В пьесе возникает образ «трудящихся масс», образ народа. «И снова обрекли бы народ на безнадежную нищету?— возмущается княжна, обращаясь к своему антагонисту генералу Страмфесту. — А благороднейших мыслителей страны снова побросали бы в позорные застенки Утопили бы в крови поднявшееся солнце свободы? » (4, 456). Героиня не видит более бессмысленной и более жестокой картины, чем возвращение к «крошечному островку блестящего двора» (4, 456) с его праздностью и несправедливостью, в то время как народ томится в неволе и бедствует.


В глазах Шоу русская революция — обнадеживающее событие, и он смеется над теми, кто этого не понимает и понять не хочет. Драматург не ставит перед собой цель создать историческую хронику и правдоподобную панораму событий; это отклик — своеобразный и для Шоу очень характерный.


Писатель сознательно избирает форму условно-гротескного фарса, позволяющую свободно располагать драматические персонажи: и тех, кто мечтает о реставрации трона, и тех, кто в революции видит освобождение личности и хочет спасти революцию. Комическая ситуация, положенная в основу скетча, и даже его название настолько заостренно парадоксальны, что он может показаться на первый взгляд скоплением фантастических несообразностей и нелепостей, но ясно, что в этом контрастном сопоставлении возвышенного и жалкого, в изобличении иллюзорного и утверждении истинного, определяющих образную структуру фарса, заключена своя художественная логика: признание важности и жизненной необходимости совершающихся исторических перемен для судеб отдельной личности и всего народа.
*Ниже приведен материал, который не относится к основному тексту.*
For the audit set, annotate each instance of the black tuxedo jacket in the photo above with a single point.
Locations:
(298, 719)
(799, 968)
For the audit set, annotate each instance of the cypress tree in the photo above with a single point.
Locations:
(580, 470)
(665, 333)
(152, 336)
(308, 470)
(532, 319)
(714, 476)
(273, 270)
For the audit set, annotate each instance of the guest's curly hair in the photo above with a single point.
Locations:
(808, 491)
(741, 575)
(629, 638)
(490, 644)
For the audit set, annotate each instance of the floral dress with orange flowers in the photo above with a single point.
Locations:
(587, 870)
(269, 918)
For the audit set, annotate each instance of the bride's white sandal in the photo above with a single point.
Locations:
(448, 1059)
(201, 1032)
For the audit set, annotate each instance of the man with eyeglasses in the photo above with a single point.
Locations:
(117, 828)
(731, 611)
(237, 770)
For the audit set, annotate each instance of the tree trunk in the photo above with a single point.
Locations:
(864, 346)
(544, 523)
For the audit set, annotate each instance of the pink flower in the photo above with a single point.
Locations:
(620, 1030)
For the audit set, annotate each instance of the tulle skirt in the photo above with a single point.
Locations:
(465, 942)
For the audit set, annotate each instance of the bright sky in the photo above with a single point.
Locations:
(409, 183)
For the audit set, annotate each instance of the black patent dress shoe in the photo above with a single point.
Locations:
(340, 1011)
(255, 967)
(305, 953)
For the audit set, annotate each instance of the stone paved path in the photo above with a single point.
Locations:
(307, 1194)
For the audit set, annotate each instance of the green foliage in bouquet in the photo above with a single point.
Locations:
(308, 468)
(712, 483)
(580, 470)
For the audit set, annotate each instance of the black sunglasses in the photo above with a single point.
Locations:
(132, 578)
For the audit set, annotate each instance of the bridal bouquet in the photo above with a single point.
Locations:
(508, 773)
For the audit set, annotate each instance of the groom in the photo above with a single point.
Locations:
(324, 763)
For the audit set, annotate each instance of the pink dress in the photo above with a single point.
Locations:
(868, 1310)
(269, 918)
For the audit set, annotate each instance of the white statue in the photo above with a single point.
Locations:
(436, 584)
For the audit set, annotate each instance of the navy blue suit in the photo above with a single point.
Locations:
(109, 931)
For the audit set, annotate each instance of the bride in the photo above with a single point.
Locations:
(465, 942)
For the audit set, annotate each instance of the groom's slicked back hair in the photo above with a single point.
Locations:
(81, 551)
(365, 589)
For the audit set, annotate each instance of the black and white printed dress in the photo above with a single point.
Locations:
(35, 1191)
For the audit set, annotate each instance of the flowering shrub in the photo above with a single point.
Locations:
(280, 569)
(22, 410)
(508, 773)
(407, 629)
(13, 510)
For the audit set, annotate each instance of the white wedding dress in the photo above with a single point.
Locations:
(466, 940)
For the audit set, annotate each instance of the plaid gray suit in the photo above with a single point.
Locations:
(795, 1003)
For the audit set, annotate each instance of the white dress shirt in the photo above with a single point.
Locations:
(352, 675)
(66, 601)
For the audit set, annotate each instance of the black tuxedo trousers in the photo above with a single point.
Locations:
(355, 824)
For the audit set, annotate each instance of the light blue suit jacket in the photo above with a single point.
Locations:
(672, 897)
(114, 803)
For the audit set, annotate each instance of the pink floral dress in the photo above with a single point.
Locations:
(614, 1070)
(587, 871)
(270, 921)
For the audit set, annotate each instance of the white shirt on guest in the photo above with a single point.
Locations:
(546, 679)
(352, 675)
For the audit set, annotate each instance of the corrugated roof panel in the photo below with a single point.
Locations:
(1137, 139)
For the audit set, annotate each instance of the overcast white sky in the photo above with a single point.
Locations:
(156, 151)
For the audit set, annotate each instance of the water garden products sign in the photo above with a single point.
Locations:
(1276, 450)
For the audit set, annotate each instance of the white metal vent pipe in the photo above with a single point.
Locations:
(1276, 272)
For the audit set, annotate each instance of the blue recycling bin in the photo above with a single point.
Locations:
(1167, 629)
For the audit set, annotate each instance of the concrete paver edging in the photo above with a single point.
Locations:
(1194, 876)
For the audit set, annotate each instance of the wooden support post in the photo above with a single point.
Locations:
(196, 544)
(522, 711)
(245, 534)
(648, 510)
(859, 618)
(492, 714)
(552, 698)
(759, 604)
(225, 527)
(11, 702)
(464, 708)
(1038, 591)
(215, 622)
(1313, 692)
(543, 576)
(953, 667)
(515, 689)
Английский комедиограф умел быть веселым, занимательным, забавным, иногда вызывающе эксцентричным, что давало повод рассматривать его чуть ли не как потешника и скомороха, как шута и клоуна и невозможного парадоксалиста, шутки которого не содержат ни капли истины. Шоу знал цену клоунаде, он никогда не пренебрегал образной народной речью, «низким» языком улицы. Но в его шутках — горечь истины, его побуждения юмориста серьезны, в его парадоксах, в политических эксцентриадах, в «политических шутках», так характерных для послевоенного периода творчества,— за-пал взрывчатки. Шоу был блестящим мастером парадокса — это примечательная черта его творческого метода, метода по своей природе реалистического, хотя и очень своеобразного, изменяющегося и обогащающегося в процессе духовной эволюции писателя.